¿Por qué la universidad como institución reprime las emociones?

Vamos, decime, contame todo lo que a vos te está pasando ahora
Porque si no cuando está tu alma sola llora
Hay que sacarlo todo afuera, como la primavera
Nadie quiere que adentro algo se muera

Hablar mirándose a los ojos
Sacar lo que se puede afuera
Para que adentro nazcan cosas nuevas (MERCEDES SOSA)

Este cuestionamiento va dirigido a la institucionalidad universitaria1. Hago esta distinción, pues otra cosa son las relaciones que construimos en la universidad. No me refiero a las relaciones instrumentales, las que, en general, reproducen la institucionalidad, sino a aquellas que se dan por el gusto de estar en relación y le otorgan sentido a nuestro paso por la universidad2. Además, si estamos en la universidad es porque, de algún modo, encontramos una particular dicha en el conocimiento.

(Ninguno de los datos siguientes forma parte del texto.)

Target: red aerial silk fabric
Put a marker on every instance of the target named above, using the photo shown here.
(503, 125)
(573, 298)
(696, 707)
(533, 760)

La universidad es una institución patriarcal en su fundación. Las primeras universidades en el mundo occidental surgen en la Europa medieval, en el siglo XIII. Por supuesto, son lugares tradicionalmente masculinos. E inician su trayectoria académica con las obras de Aristóteles. Este filósofo de la Grecia clásica postulaba que las mujeres éramos, por naturaleza, inferiores a los hombres. Con este principio aristotélico bajo el brazo, surge la institución universitaria hace ocho siglos:

«En 1255, la Universidad de París impuso la lectura obligatoria de las obras de Aristóteles, y a esa universidad la copiaron otras. De Aristóteles se leyó, se comentó y se divulgó sistemáticamente desde entonces la teoría sobre las relaciones entre hombres y mujeres que él había defendido cuando vivió en la Grecia del siglo IV antes de la era cristiana. Esta teoría, llamada de la “polaridad de los sexos”, decía que los hombres y las mujeres somos significativamente diferentes, y que los hombres son superiores a las mujeres».3

Una teoría misógina como la aristotélica siempre es, además, matricida, dado que el odio y desprecio hacia las mujeres se remontan al comienzo del patriarcado como civilización, comienzo que se realizó por medio de un Contrato Sexual que los patriarcas pactaron tácitamente para acceder al cuerpo femenino fértil y dominar sus frutos4, siendo estos frutos las criaturas y la lengua materna. Es decir, los patriarcas se apropiaron de las hijas y los hijos, así como se autoadjudicaron la palabra. Esta palabra, usurpada a la madre, es una palabra que escinde y, por lo mismo, está imposibilitada para crear significados libres que nos permitan decir nuestra experiencia. La experiencia no es lo que “nos pasa”, sino cómo significamos lo que nos pasa. Y sin experiencia, perdemos toda originalidad para pensar el mundo.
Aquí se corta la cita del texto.